Ocak, Şubat zemheri gibi geçiyor…
Aman dedik bitsin şu 2019 şöyle oldu, böyle oldu bitsin. 2020 gelsin uyumlu görünüyor çift sayılar, pozitif bir beklenti, enerjisi yüksek hatta daha birkaç şey daha ilave edebiliriz olumlu yönde.
Ocak ayını çocukluğumda beri 12 ayın sanki en uzunu, en bitmezi, en soğuğu ve kar kış kıyamet hatırlarım… İnanın bu ocak nasıl geldigeçti anlamadım desem yeridir.

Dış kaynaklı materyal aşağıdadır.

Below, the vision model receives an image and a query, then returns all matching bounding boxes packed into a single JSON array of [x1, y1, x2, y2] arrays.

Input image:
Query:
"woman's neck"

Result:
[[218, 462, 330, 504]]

Tarif etsem edemem, konuşsam dile getiremem. Buna Şubat ta dahil oldu.
Şimdi moda oldu değişik anlam içeren gizemli dizi isimleri 35 yıllık reklamcıyım hani bir isim bul olsa aklıma gelmez. Babil, Yasak Elma, Zemheri, Zümrüdüanka ve…İşte anladınız.
Şu aya bakın savaş, salgın, yeni isimli hastalıklar virüsler, ilk ayın vergileri, zamları, tüm dünyayı ve ülkemizi tetikleyen zelzeleler zinciri buna bağlı kayıplar, yıkımlar yetmiyor uçak kazaları ile gelen ölümler… O kadar beklenmedik köşeden yedik ki darbeleri adam gibi tepki bile veremedik. İşin aslı bu zemheri iki ayı hiç sevmedim ben.

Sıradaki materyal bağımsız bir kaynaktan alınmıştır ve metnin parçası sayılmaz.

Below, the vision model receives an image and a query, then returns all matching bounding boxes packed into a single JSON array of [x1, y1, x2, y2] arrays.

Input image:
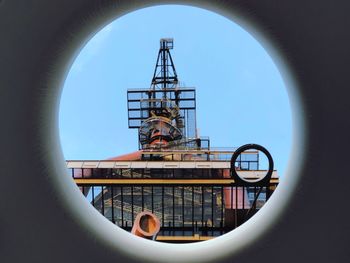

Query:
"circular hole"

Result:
[[60, 2, 298, 260]]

Ama insanoğlu mucizevi bir yapı ne demişler; çıkmadık candan umut kesilmez, umut insanın ekmeği, hayat 3,5 ile 4 arasındadır. Ya 3,5 atarsın ya 4 dörtlük yaşarsın, bunların içinde en sevdiğim söz;insanlar yaşamı asla kendilerine gülmeyi unutacak kadar ciddiye almamalıdır.
Gelin Cemal Süreyya’nın dediği gibi “hayat kısa kuşlar uçuyor.” Hayat felsefesiyle umut etmeye devam edelim en azından ufolar dünyaya gelene dek. Onlar henüz gelmedi… Ama Şubat kapıda dedik, belki hoş gelir dedik lafta kaldı. Mart’a bakıyorum onunda tekerlemesi hoş değil.. “Mart kapıdan baktırır kazma kürek yaktırır.” Bitmez bizde deyişler Allah sonumuz hayra çıkarsın.